The Leopold Museum, in the Museum Quartier (a modern courtyard just south of the Innere Stadt on the edge of the surrounding Ringstrasse) has the most comprehensive exhibit: an entire floor devoted to Klimt's paintings (including this masterful Tod und Leben (Death and Life)), sketches and landscapes. There are partial recreations of lost work and a series of display boxes snaking throughout the entire exhibit space containing Klimt's lifelong correspondence with friend and patron Emilie Floge. (The exhibit runs through August 27.)
We loved the Leopold, but we didn't get there until 2 pm and it closes at 6. If you go, get there early and plan to spend the whole day.
The Kunsthistorisches (Art History) Museum, just across the Ringstrasse from the MQ, heavily promotes its participation in the Klimt festivities. The museum has erected a pedestrian bridge over the staircase in the main rotunda from which to view a series of paintings between columns and over archways executed by the young Klimt as part of the interiors designed by Klimt's colleague Franz Matsch.
These depict the female spirits of Greek and Egyptian Arts in their wonderfully decorated alcoves (gazing out with their impassive, insouciant turn-of-the-century faces), a meditative Dante regarding a wistful angel in a gorgeously patterned gown, and a few other vignettes. They are fabulous, but, sadly, they are the only Klimts in the entire museum.
We were similarly—well, I wouldn't say disappointed, exactly, but surprised—by the Secession Museum, in the Opera district. Designed in 1898 to exhibit the new wave of art, the temple-like building itself is magnificent under its "onion dome" of gilded wrought iron leaves. But our mistaken expectations were disappointed in that we went in expecting the Secession museum to house art of the Secessionists.
Not so. Except for Klimt's marvelous Beethoven Frieze in the basement, the Secession remains stubbornly true to its original design as a showcase for the new and avant-garde—which in this day and age, means mostly (yawn) video installations and the like. History repeats itself; now we Klimt-lovers are the Philistines, longing for the painterly values represented by the (now old-school) Secession artists.
Back home again, I found out that five of Klimt's major paintings—including The Kiss—are on view at the Belvedere, a garden palace-turned-museum far to the southeast of the Innere Stadt, and it kills me that I missed them. My advice is, if you go to Vienna to see the Klimts, start with the Belvedere. Give yourself a whole day to soak them in.
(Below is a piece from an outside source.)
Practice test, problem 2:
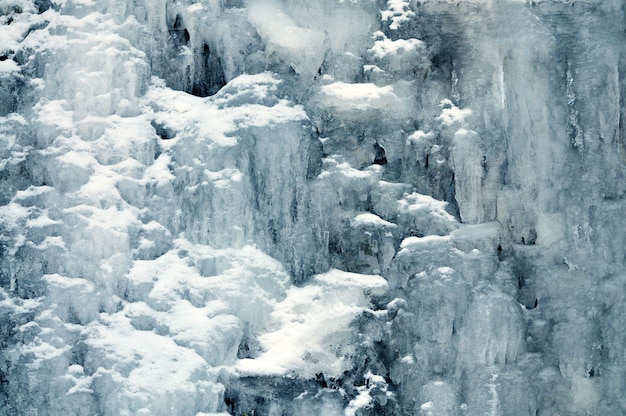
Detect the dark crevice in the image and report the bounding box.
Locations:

Then devote the rest of your time to the museums around the Ringstrasse—the Leopold (plan to spend the entire day!), the MAK, the Kunsthistoriches, the Wien (for the famous Portarit of Emilie Floge, which I also missed) and the Secession.
If anything, I guess I was slightly disappointed that it wasn't still 1900 in Vienna, with Klimt swanning around in his blue robe, his women/models posing in their radical, unstructured "reform" gowns, and Secession art and objets in every storefront gallery. But until they invent time travel, the Klimt anniversary celebrations in Vienna are the next best thing.